"Never again for me!" said Chet softly beneath his breath. "But Spud will get there. Perhaps he is there now—no telling how long I have slept!"


He saw it all so plainly: saw the Irish pilot bringing the ship to rest at the great Hoover Terminal. And he saw, too, a relief expedition that would be organized by Harkness and that must arrive too late. To suppose that any help might reach him here inside this wild world was too much; Chet looked with judicially appraising eyes at the things about him and could not allow himself to be deceived. There was no hope; but he made one resolve and made it grimly in words that never reached his lips.

"Give me half a chance at them, Walt," he promised, "and if ever you do get inside here, you'll know where I've been. I'll find the girl first—I must do that—then I'll give these devils something to remember me by before they put us away for good!" And now the face of the pilot was almost happy as he stared at the snarling, twisted features of those that led him unresistingly through a series of stone rooms that seemed without beginning or end. He even disregarded the spiked tails that whipped at him with heavy blows to hurry him along.

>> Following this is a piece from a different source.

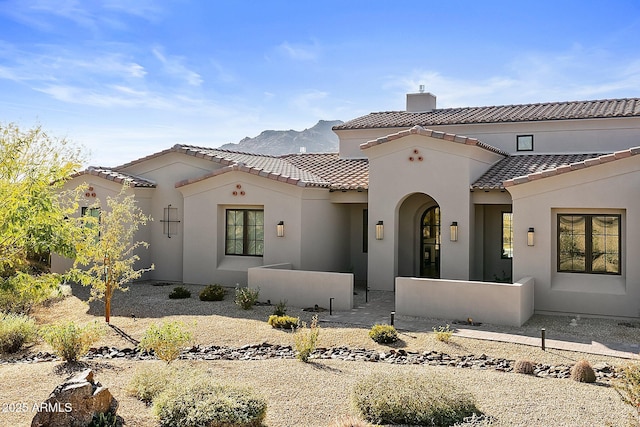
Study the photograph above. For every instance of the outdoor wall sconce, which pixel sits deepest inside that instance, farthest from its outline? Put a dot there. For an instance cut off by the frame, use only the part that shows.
(379, 230)
(530, 235)
(454, 231)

"If I had a gun," he told them inaudibly, "I'd take you on right now. But you got that, or I lost it in the scuffle, so I'll just twist your scrawny necks in my bare hands when the time comes. And it's coming, you ugly devils! It's coming!"

Their claws pulled roughly at him to hurry him into another room. And where before he could see nothing of a beautiful room because of the absence of a pair of smiling eyes, he now saw nothing else for their presence. For, across the great hall, whose walls and ceilings glowed softly with yellow light, his eyes swept unerringly to a slim figure in a pilot's suit—to an oval face and blue eyes and red lips that could still curve into a trembling smile of welcome as he drew near.


Forgotten was the grip of sharp-spiked, clawing hands; even the anticipated sweets of revenge were lost from Chet's mind. He knew only that he had found her—the mystery girl—and that the blue eyes were locked with his in an intimacy that set something deep within him into a turmoil of emotion.

And instead of the countless questions he had expected to launch upon her when again they met, he found his lips trembling and wordless—until they uttered one hoarse ejaculation of: "Thank God!"

But the girl seemed to understand, for she reached one slender hand to touch him lightly upon the arm where these gripping claws had been. "Yes," she whispered; "I was afraid, too—afraid for you!"